Aku tidak bisa mengatakan karena semua orang melakukan maka tidaklah salah juga aku melakukannya. Juga tidak dapat aku berpikir karena semua manusia mengatakan “boleh” lalu pasti Tuhan setuju itu “boleh”. Tuhan punya kebenaranNya sendiri dan itu mutlak. Tuhan dan FirmanNya itu yang menjadi patokan sesuatu itu benar atau dosa. Aku tidak dapat memanipulasi, tidak juga bisa menyembunyikan dosa-dosaku. Hidupku akan dilihat dari Mata yang suci tak ternoda sedikitpun oleh kecemaran dosa.
Huuuh...! betapa malunya aku ini. Aku hanya seonggok sampah yang kotor. Berbaju seputih apapun dan berselimutkan apapun tak akan meniadakan keberadaanku sebagai manusia berdosa yang memiliki potensi untuk berbuat dosa yang suci maupun dosa yang keji.

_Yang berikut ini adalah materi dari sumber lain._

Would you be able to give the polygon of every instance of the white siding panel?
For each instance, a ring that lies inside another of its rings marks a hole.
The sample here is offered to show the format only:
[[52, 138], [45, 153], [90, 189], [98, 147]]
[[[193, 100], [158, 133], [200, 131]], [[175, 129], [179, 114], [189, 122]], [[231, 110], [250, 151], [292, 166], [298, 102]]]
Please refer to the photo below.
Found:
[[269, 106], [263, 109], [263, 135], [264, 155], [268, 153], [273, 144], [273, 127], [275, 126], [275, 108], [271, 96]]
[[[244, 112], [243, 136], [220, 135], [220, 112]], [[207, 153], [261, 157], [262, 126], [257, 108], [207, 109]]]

Tak mampu aku berbuat baik, tak berdaya aku menghapus dosa-dosaku. Tak kuat aku menanggung dosa-dosaku sendiri. Aku hanya membutuhkan belas kasihan. Aku perlu anugerah dari Tuhan sendiri. Aku hanya butuh uluran tanganNya menggapai aku dan mengangkatku dari lumpur dosa ini.
Bersyukur itu semua tersedia di dalam diri Tuhan yang mau datang kedunia ini menjelma menjadi manusia karena kasihNya.